O objectivo central do Grupo 5+1, sobretudo dos países ocidentais, é garantir que o Irão, se assim o decidir, demorará mais tempo a fabricar armas nucleares do que o tempo necessário para montar uma resposta internacional – a previsão actual é que os cientistas iranianos precisam de apenas seis meses para enriquecer urânio na quantidade e concentração necessária ao fabrico de uma bomba. Para limitar a ameaça, os ocidentais querem que Teerão abdique de grande parte das suas 19 mil centrifugadoras; o regime iraniano insiste que o seu programa tem fins exclusivamente civis e recusa restrições que ponham em causa a sua capacidade para produzir energia nuclear.

O outro obstáculo centra-se no ritmo a que as sanções aplicadas ao país serão levantadas em caso de acordo. A exportar metade do crude que vendia antes das medidas adoptadas pelo Ocidente (e a preços muito abaixo dos praticados nos últimos anos), o Irão quer um fim rápido do cerco que asfixia a economia do país. Europeus e americanos estão dispostos a extinguir no prazo de meses as medidas unilaterais com que atingiram o sector petrolífero e a banca iraniana. Mas dizem que o Irão só conseguirá o fim das sanções aprovadas pela ONU desde 2006 (e que visam pessoas e entidades ligadas ao programa nuclear) à medida que for cumprindo o que ficar estabelecido.   
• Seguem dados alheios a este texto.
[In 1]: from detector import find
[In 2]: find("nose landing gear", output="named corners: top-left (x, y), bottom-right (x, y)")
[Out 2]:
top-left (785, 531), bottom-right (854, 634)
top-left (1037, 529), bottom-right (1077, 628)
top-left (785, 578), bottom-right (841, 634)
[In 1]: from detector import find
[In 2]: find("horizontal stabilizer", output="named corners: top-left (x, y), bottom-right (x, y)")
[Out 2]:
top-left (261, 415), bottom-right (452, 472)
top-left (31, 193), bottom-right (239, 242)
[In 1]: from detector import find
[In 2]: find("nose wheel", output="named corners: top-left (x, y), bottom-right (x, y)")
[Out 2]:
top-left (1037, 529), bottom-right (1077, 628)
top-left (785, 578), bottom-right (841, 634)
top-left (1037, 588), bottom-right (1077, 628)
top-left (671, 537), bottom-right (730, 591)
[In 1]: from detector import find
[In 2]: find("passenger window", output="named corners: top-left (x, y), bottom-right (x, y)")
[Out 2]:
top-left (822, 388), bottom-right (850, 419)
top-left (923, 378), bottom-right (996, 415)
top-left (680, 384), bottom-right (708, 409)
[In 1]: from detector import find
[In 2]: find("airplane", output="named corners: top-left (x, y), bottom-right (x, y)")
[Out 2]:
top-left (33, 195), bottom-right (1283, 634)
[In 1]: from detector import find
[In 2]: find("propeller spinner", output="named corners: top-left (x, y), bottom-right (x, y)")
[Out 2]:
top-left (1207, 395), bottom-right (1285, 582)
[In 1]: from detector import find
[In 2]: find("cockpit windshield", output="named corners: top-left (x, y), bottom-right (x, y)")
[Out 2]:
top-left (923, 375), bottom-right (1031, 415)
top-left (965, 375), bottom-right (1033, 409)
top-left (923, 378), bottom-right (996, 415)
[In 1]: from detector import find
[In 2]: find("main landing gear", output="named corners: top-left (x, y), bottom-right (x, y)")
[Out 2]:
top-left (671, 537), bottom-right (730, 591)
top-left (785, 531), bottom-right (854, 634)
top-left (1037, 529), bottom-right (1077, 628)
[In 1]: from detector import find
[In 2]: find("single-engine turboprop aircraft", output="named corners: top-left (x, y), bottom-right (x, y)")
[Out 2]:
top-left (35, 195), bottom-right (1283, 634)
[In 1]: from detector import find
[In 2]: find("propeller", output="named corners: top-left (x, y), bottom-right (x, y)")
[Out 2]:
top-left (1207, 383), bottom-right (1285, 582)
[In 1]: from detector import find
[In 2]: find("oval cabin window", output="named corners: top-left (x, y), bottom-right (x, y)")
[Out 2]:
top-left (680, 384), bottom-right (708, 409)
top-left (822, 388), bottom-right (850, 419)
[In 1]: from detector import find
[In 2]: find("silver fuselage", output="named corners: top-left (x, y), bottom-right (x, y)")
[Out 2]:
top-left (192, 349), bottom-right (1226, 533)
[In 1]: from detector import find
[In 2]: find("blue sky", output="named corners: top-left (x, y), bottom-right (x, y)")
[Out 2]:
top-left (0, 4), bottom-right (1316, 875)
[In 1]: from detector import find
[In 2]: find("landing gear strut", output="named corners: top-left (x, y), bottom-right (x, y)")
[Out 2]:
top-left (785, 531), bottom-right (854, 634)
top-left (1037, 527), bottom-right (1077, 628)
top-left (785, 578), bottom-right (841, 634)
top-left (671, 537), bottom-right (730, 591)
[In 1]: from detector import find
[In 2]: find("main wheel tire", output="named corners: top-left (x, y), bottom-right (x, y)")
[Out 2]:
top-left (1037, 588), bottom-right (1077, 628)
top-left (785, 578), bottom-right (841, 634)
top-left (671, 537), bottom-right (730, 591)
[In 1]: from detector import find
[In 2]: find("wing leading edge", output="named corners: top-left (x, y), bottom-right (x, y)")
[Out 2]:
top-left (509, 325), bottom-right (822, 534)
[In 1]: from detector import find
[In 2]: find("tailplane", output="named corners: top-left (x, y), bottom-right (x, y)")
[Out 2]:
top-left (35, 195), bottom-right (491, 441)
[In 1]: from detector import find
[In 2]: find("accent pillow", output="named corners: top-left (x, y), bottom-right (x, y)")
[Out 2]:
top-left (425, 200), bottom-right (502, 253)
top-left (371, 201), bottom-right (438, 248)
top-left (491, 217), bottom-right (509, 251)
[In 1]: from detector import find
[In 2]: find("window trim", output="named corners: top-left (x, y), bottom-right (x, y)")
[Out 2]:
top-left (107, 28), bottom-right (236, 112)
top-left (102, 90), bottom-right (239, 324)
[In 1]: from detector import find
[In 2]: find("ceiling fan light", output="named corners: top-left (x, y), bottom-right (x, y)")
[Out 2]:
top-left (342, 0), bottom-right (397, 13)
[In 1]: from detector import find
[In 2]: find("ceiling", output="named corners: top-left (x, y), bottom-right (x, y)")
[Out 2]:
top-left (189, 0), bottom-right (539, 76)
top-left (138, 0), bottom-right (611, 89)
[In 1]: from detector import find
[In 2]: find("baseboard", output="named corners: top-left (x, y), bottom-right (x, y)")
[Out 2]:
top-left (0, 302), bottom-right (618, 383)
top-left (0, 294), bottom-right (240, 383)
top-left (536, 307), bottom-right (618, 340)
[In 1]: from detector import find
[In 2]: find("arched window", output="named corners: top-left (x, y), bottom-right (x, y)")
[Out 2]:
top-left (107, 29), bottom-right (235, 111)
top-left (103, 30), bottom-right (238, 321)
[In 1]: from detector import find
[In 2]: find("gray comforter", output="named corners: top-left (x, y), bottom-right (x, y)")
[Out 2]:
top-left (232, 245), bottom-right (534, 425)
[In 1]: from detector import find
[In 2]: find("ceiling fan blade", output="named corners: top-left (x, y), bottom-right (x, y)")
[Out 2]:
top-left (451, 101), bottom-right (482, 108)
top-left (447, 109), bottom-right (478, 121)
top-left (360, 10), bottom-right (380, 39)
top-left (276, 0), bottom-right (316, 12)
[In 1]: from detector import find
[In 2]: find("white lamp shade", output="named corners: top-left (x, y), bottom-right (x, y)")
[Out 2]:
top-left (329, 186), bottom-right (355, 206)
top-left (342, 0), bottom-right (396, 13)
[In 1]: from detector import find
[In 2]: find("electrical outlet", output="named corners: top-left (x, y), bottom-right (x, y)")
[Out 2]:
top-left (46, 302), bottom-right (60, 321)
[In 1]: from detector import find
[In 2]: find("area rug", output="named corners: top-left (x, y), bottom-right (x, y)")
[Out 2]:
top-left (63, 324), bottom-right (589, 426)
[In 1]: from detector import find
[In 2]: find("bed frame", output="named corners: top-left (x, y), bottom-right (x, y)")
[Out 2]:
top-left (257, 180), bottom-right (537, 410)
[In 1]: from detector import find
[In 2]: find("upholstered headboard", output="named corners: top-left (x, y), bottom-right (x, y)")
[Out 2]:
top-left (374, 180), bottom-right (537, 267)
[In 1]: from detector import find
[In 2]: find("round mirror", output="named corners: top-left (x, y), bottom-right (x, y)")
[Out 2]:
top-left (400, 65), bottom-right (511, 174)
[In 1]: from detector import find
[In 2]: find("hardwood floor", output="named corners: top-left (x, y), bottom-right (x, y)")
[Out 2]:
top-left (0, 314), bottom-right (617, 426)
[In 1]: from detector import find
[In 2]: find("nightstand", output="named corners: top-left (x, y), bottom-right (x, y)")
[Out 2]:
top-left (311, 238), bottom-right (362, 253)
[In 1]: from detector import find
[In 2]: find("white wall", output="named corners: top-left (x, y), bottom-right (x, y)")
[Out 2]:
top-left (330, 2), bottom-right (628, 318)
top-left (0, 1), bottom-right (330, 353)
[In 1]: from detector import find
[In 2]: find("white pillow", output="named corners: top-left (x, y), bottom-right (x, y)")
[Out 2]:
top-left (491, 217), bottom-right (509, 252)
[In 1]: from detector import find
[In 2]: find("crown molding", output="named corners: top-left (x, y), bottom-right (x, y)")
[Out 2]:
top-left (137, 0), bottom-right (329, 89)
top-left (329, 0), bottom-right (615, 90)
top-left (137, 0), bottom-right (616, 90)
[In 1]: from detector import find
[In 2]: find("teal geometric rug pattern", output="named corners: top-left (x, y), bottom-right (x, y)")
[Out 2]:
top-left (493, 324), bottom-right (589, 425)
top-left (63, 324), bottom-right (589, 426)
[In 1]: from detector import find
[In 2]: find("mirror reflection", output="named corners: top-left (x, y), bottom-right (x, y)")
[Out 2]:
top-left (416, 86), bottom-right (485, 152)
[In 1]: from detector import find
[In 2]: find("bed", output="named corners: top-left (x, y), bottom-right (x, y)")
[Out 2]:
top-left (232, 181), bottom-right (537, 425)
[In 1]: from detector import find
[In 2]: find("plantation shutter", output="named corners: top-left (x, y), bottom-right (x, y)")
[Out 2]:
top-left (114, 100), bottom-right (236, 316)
À partida para esta última ronda, as expectativas alimentavam-se da noção de que, pela primeira vez em muito tempo, tanto os iranianos como os norte-americanos estavam empenhados num acordo, com benefícios para ambos – para o Irão, o fim do isolamento e o alívio da asfixia económica; para a Administração Obama um trunfo político, que resolveria uma fonte de instabilidade e lhe daria maior liberdade para cooperar com Teerão na luta contra o Estado Islâmico. Fontes iranianas garantiam que o Líder Supremo do Irão, o ayatollah Ali Khamenei, tinha dado luz verde ao Presidente Hassan Rohani para chegar a um acordo definitivo, apesar dos protestos cada vez mais audíveis da oposição conservadora. O Presidente norte-americano sabe, por seu lado, que em Janeiro perde o controlo do Senado e que os republicanos ameaçam reforçar as sanções ao Irão em caso de impasse.

Neste contexto, as duas partes sabem que ao adiarem um acordo estão a torná-lo mais difícil de obter num futuro próximo. Numa derradeira pressão, Barack Obama avisou o regime iraniano que “tem a comunidade internacional toda do seu lado, enquanto eles estão sozinhos”. O regime iraniano permitiu uma rara manifestação contra a forma como estão a ser conduzidas as negociações nucleares. No entanto, estão ambos conscientes que manter o acordo preliminar válido por mais alguns meses (ou mesmo um ano) é, como dizia um diplomata iraniano “o menor dos males”. Muito pior seria o regresso do “clima de confrontação”, com o Irão “a responder a novas sanções intensificando o seu programa nuclear”.